Dr. Alan Braid in a Washington Post op/ed: “In medical school in Texas, we’d been taught that abortion was an integral part of women’s health care. When the Supreme Court issued its ruling in Roe v. Wade in 1973, recognizing abortion as a constitutional right, it enabled me to do the job I was trained to do. For the next 45 years — not including the two years I was away in the Air Force — I was a practicing OB/GYN in Texas, conducting Pap smears, pelvic exams and pregnancy check-ups; delivering more than 10,000 babies; and providing abortion care at clinics I opened in Houston and San Antonio, and another in Oklahoma.
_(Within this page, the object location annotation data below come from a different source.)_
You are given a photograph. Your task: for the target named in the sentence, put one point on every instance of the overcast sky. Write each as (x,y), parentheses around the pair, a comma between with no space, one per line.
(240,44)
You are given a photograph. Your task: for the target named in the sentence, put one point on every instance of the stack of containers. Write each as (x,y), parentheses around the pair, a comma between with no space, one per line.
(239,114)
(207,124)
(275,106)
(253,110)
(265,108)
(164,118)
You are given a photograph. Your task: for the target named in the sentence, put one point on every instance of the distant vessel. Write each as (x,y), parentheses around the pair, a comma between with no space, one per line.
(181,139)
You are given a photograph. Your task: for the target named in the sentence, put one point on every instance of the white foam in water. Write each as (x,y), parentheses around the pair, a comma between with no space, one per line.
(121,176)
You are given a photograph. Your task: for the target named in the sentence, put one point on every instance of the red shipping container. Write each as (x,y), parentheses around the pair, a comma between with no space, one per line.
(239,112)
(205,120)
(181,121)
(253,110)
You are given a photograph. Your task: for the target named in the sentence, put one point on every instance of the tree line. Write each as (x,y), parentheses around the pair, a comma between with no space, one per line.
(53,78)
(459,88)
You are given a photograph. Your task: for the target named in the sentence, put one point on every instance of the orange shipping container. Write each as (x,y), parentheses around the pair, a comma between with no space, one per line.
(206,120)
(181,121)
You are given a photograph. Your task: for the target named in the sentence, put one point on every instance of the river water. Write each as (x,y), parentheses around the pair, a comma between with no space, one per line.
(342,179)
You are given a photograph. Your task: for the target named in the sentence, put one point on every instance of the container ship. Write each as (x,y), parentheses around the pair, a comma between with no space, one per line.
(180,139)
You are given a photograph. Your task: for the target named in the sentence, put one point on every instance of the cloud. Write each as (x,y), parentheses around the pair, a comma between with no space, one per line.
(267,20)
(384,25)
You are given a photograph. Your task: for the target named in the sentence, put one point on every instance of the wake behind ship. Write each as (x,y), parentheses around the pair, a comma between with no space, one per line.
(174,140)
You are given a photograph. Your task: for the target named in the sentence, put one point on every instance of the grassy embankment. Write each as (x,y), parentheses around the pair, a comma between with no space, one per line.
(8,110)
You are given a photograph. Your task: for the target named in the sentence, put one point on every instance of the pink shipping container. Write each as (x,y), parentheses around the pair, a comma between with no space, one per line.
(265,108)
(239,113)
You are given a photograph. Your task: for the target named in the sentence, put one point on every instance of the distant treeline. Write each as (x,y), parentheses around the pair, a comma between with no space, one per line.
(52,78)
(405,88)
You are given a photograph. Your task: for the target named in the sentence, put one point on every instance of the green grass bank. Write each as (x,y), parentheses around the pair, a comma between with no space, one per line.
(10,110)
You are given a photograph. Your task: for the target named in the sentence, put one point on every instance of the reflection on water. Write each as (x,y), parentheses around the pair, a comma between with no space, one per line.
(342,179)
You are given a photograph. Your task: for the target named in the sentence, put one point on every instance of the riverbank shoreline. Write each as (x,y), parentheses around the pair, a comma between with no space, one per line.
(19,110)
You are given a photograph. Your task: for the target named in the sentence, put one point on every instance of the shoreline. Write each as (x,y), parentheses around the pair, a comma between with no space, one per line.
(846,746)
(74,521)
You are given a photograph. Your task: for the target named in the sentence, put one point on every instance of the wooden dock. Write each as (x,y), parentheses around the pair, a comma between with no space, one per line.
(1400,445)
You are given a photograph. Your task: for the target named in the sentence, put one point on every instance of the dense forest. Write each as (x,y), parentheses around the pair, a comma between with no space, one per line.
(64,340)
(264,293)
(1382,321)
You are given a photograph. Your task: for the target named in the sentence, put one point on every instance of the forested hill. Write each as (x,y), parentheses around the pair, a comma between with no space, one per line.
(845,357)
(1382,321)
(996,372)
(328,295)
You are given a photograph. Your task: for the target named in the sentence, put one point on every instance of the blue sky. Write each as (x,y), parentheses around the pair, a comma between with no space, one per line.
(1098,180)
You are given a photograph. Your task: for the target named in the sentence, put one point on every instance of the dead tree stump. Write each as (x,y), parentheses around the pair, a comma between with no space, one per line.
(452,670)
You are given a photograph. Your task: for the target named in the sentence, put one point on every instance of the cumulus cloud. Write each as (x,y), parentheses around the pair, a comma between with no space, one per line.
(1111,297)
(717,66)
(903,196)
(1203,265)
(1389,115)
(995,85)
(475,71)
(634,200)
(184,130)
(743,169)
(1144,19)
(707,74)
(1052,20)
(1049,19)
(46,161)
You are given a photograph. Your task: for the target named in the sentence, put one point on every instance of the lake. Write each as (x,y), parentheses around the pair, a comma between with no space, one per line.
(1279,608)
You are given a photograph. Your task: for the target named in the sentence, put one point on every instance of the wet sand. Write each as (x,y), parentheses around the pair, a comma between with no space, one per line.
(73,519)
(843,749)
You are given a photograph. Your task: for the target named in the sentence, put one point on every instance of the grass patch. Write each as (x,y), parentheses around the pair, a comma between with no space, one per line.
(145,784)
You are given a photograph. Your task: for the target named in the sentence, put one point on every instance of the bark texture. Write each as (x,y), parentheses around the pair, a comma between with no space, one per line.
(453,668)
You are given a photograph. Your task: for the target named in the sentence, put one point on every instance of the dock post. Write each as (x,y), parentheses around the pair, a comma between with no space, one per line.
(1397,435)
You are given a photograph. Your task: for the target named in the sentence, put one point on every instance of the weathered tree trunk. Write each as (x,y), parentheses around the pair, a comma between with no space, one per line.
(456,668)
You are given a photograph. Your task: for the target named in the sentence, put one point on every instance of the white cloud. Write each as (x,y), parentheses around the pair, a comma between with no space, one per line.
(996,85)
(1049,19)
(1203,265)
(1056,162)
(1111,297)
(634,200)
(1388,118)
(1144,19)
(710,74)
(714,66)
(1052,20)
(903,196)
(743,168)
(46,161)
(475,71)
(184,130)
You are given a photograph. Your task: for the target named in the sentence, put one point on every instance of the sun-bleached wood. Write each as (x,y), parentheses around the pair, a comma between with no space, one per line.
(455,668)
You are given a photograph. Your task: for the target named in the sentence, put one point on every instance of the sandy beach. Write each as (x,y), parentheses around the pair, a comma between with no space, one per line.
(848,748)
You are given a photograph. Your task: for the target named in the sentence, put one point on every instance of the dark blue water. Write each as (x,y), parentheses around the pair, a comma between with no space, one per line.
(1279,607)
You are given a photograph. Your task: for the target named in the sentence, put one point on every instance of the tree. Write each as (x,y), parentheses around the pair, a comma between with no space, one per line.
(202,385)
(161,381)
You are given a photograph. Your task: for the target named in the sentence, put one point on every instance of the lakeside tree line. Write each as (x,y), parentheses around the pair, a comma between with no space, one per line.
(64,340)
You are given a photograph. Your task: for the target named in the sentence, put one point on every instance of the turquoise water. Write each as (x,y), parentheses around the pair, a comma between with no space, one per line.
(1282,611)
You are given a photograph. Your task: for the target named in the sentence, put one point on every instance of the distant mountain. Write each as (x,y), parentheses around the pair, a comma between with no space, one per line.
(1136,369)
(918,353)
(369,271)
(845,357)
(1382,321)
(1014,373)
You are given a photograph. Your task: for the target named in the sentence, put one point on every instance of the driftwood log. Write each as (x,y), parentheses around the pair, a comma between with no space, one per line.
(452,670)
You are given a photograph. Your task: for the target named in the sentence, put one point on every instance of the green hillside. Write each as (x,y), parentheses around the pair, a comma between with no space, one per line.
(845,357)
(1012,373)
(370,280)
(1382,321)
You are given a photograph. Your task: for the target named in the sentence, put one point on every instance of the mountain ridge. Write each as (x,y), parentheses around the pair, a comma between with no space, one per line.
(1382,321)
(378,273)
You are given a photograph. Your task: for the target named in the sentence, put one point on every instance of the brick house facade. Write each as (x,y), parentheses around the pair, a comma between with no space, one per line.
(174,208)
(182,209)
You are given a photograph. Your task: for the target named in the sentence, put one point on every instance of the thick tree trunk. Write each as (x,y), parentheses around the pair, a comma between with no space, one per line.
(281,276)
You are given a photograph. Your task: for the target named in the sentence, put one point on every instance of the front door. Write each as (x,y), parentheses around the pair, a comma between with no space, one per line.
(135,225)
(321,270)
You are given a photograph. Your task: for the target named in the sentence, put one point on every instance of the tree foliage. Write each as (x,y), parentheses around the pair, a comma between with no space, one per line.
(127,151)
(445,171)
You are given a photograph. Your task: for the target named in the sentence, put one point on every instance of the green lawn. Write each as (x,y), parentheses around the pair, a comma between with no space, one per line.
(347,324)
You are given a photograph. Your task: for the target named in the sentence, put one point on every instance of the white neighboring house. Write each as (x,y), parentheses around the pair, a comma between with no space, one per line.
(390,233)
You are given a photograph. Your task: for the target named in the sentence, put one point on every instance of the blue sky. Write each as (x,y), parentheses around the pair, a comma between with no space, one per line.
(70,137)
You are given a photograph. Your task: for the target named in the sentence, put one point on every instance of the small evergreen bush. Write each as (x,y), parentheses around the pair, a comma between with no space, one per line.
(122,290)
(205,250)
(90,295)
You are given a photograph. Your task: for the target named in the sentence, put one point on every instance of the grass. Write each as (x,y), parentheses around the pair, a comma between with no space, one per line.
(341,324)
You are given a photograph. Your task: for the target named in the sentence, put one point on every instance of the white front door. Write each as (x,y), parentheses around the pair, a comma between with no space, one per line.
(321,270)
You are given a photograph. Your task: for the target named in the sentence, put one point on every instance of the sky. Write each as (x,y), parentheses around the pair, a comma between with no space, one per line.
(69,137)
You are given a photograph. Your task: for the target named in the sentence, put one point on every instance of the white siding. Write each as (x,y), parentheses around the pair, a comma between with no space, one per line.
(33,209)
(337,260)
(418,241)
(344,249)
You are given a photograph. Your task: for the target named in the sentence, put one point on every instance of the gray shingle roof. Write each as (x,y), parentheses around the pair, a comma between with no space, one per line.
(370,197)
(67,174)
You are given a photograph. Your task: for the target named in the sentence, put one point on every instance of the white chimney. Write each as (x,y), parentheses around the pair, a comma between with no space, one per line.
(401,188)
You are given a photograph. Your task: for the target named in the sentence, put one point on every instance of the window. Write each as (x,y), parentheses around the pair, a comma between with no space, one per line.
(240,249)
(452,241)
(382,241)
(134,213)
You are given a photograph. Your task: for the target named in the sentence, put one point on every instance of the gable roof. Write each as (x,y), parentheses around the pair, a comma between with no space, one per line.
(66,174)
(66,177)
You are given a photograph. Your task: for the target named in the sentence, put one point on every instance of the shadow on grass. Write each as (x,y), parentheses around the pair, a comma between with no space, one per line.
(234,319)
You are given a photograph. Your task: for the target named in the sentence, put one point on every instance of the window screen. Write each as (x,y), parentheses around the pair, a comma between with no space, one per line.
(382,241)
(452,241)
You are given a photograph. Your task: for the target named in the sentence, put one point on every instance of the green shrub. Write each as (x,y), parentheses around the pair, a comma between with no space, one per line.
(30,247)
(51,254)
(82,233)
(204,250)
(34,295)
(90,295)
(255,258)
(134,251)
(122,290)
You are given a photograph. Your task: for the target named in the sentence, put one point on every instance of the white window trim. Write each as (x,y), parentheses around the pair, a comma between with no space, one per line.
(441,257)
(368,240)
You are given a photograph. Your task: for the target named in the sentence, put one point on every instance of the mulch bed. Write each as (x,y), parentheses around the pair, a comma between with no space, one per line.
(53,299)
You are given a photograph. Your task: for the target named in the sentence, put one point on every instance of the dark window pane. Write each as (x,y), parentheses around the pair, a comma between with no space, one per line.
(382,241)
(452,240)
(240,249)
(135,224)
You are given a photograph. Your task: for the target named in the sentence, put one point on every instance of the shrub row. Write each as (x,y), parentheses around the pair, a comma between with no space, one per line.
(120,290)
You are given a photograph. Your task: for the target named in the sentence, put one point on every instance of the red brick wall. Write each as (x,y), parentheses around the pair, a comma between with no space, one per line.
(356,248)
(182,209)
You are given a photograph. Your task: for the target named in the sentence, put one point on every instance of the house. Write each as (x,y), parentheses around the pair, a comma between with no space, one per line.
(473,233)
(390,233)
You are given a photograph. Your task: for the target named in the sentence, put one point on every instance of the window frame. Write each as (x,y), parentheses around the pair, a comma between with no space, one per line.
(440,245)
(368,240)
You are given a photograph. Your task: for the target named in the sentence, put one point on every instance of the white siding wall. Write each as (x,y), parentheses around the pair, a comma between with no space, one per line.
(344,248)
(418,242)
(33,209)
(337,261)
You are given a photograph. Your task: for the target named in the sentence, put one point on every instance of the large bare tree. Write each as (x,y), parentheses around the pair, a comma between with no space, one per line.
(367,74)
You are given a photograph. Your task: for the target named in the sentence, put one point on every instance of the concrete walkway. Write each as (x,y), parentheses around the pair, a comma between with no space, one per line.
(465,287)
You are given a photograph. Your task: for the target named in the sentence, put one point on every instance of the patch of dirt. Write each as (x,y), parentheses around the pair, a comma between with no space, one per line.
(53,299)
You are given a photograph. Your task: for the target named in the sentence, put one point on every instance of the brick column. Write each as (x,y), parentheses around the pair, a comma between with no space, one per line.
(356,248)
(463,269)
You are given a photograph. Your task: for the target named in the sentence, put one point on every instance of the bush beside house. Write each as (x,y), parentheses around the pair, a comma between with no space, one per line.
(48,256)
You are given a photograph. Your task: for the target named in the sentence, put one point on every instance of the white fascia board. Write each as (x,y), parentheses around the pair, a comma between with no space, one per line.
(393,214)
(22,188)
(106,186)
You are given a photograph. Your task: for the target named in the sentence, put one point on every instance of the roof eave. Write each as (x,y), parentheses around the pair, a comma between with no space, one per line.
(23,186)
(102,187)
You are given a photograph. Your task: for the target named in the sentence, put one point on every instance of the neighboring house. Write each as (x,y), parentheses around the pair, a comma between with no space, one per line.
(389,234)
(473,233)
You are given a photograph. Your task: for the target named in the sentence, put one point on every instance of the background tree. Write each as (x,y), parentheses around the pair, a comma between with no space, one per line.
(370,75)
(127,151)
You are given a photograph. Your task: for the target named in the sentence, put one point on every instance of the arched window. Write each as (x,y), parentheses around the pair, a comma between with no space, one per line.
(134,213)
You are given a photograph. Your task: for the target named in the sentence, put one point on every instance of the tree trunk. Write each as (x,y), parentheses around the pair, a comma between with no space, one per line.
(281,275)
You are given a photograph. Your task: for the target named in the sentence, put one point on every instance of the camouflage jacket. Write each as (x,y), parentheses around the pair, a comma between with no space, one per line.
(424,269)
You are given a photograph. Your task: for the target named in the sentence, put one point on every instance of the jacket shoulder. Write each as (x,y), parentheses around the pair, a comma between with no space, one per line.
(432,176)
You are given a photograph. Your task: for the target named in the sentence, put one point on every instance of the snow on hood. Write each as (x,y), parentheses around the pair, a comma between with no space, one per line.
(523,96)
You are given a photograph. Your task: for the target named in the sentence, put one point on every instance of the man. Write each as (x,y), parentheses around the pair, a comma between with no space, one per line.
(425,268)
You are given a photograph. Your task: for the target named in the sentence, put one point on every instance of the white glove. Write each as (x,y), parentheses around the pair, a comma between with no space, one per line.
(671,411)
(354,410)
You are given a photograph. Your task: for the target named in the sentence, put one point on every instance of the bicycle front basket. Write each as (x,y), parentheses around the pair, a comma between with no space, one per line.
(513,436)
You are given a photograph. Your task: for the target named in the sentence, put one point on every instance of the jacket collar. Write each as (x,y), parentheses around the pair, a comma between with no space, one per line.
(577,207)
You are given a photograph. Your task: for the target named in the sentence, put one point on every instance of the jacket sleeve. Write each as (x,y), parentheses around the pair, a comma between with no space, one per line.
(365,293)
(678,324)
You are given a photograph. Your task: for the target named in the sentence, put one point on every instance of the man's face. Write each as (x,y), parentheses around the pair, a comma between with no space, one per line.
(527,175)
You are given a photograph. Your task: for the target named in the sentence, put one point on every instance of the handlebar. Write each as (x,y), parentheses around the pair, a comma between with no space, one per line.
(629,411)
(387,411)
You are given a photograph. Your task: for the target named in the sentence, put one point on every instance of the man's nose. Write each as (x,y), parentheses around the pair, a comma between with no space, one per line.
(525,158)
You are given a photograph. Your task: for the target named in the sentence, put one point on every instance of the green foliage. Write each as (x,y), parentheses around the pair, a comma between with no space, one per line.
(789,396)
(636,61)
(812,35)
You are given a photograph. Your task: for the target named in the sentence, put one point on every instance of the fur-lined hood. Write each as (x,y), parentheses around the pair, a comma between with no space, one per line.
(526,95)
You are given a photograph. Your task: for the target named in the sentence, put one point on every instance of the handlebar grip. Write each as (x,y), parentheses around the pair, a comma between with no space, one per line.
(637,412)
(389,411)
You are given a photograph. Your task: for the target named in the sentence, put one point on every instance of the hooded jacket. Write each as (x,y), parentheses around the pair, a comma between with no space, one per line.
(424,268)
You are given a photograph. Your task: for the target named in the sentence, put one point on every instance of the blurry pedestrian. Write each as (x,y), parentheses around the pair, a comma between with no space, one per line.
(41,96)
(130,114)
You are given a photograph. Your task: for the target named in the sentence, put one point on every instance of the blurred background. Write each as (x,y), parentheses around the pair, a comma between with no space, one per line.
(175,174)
“Then, this month, everything changed. A new Texas law, known as S.B. 8, virtually banned any abortion beyond about the sixth week of pregnancy. It shut down about 80 percent of the abortion services we provide. Anyone who suspects I have violated the new law can sue me for at least $10,000. They could also sue anybody who helps a person obtain an abortion past the new limit, including, apparently, the driver who brings a patient to my clinic. For me, it is 1972 all over again.
“And that is why, on the morning of Sept. 6, I provided an abortion to a woman who, though still in her first trimester, was beyond the state’s new limit. I acted because I had a duty of care to this patient, as I do for all patients, and because she has a fundamental right to receive this care. I fully understood that there could be legal consequences — but I wanted to make sure that Texas didn’t get away with its bid to prevent this blatantly unconstitutional law from being tested.”